Statutory and independent Parole Board now formally established
The new statutory Parole Board, chaired by Mr Justice Michael White, has been formally established following the commencement of the Parole Act 2019.
The legislation sets out clear and transparent criteria for how the Board will reach its decisions, which will be independent of the justice minister of the day.
As well as establishing the Board, the legislation also increases the time which must be served by a life-sentence prisoner before being considered for parole to 12 years, up from seven years.
The average sentence served in the last ten years before a life sentenced prisoner is released on parole is 18 years, and in 2019 it was 20 years.
Justice minister Heather Humphreys said: “The Parole Board plays a vital role in the justice system. Transparency and accountability is vital in achieving fairness for victims of crime and rehabilitation for the prisoners.

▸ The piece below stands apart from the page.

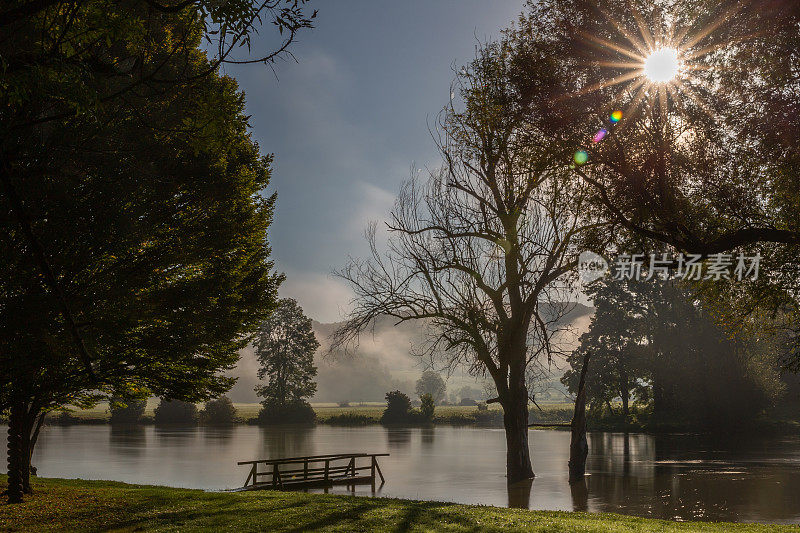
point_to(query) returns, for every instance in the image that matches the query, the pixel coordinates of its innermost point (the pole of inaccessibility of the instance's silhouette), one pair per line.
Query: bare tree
(481, 250)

I believe that the new independent Parole Board will considerably improve the system as it currently operates.
“The change to the length of a life sentence which must be served, from seven years to 12 years, before an initial parole hearing is a recognition that the previous period was distressing for victims. I believe the new period of 12 year is a positive change.
“I am also glad that the new Board includes members who have significant experience of working with victims as well as prisoners.”
Mr Justice White said: “The legislation underpinning the Board’s functions is excellent and I look forward to working with my fellow Board members to implement it.
“I would like to thank all of the legislators involved in developing the Parole Act 2019 and all of those who have worked towards the establishment of this new organisation.”
Following three recent appointments – Ann Reade, Paddy Richardson and Kieran Kenny – the Board now has a total membership of 13, including the chairperson. An interim chief executive has been appointed pending a full-time appointment.
A consultation is set to take place soon with groups representing victims, who will be able to receive legal assistance under the Act to make submissions to the Board arguing against the release of certain prisoners.
Mrs Humphreys said: “The Parole Board will shortly be writing to national organisations and groups that represent and support victims of crime in the State, in order to provide them with some information in respect of the commencement of the Parole Act 2019 and other relevant and related matters.”